Finding solutions outside formal planning process for economic and ecological prosperity has become a trend in both developed and developing nations. Many countries now believe that economic growth can complement environment conservation. Important policies have been formed and implemented targeting solid waste management system in most nations. However, according to Bimal Bastola, co-founder of Green Road Management Company, this level of consciousness seems to be lacking among our policy makers. Very few policies are made in Nepal keeping in mind its impact on the environment.
Hence, Bastola along with his friend, Sanjeev Bastola, thought of proposing a sustainable business model to their state government. Their friend Bimal Basel also helped them. They aimed at constructing a plastic road that would help in reducing plastic waste in the city. At the same time, the roads would be more durable and strong.
According to Bastola, the inner and connecting roads of Pokhara are not maintained. Most of the roads are in a deplorable state with puddles and potholes. Bastola himself had an accident about two years ago because of the pathetic conditions of the roads. “That made me realize, every year many people lose their lives or become disabled because of these roads,” says Bastola stating one of the main reasons why he thought of establishing his Green Road Management Company. The company aims at building strong roads and reducing plastic waste at the same time.
These two young and talented individuals have been conservationists and activists since their school days. When they were younger, they always planned to transform their beautiful hometown, Pokhara, in whatever ways they could.

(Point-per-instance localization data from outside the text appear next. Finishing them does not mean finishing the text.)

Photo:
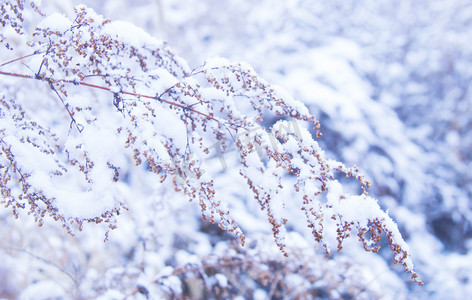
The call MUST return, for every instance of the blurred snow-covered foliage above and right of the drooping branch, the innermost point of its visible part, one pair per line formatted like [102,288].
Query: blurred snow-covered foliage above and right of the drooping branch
[392,81]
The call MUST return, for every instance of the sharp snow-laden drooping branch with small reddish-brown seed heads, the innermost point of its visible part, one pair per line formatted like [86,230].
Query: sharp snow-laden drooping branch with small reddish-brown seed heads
[158,112]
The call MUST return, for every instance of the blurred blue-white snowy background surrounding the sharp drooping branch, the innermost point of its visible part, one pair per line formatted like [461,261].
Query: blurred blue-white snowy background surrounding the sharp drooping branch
[390,82]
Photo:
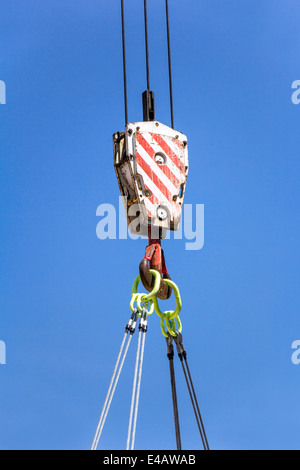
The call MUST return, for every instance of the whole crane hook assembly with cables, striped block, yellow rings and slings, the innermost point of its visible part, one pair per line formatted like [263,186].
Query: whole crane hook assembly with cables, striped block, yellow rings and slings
[151,165]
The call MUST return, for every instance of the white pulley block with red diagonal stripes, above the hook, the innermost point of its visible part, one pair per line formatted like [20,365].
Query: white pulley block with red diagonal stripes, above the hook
[151,164]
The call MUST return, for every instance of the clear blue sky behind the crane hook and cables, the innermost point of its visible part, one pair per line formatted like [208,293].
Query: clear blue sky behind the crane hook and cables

“It’s not the big steps you take that matters. It’s the small acts of conservation that makes a difference and we have always been ardent supporter of eco-friendly way of living,” says Bastola who does not believe in relying completely on the government to get everything done. “We as citizens can also do a lot on our own,” he adds.
Hence, these three youngsters came to Kathmandu to meet up with various entrepreneurs and professionals who already had the expertise in managing plastic waste. To their surprise, they realized that all of these start-ups collected waste but had no recycling plants to recycle them. Hence Bimal Bastola, who is also a mechanical engineer, took training to know more about recycling machines from Bhutan and Rajiv Subedi, who is a civil engineer, got trained and learnt about plastic road making process.
They planned to make their first trial road at Anupam tol in Pokhara. They first took the permission of the locals and then bargained with the municipality for plastic road construction. The local municipality sanctioned their trial attempt. “We told the local government that we would construct a plastic road. If we were successful, the municipality would have to give us money separated for the construction of the road and if we were not successful we would bear the entire cost ourselves,” explains Bastola.
While they did face a lot of problems while finding the contractor, collecting and cleaning plastics, they were finally able to complete the construction on July 19, 2018 and the road was inaugurated by the mayor of Pokhara, Man Bahadur GC.
According to Bastola, the company aims to do a lot more in the future. He says many of our neighboring countries like India and Bhutan have made making certain kilometers of plastic road compulsory and helped small start-ups in the process. Recently, the Maharashtra government in India also made it compulsory to use plastic waste while constructing roads. Green Waste Management Company is currently also lobbying for same, and forming pressure groups to force their local government to implement it as well.
“It’s also important to understand that we are not begging the government to give us funds. We are giving them a proposal to make eco-friendly roads at a lower price. The roads are also much stronger and durable,” says Bastola adding that this proposal will benefit both the parties – the government and the citizens – equally.
In the future, the company wants to make more innovations in the sector of waste management by bringing sustainable ideas from all around the globe. “First of all, we have already started setting up plastic waste collection center at each ward,” says Bastola. They intend to give money in exchange of plastic to these contributors at local wards. The company has also linked up with business houses and institutions that generate a lot of plastic waste. And lastly, they have been and will continue to collect plastic waste from the landfills and recycle them on their own. “We are looking towards reducing the burden at the landfill site. We want to segregate and use recyclable waste to its fullest. Our target is to achieve almost 90-95% utilization of collected waste,” says Bastola.
They also intend to collaborate with the government and spread awareness about the hazards of plastic waste and importance of waste segregations at schools. “Our children are our future and it’s extremely important to make them aware about the need to recycle and conserve the environment if we want to save our beautiful nation,” says Bastola.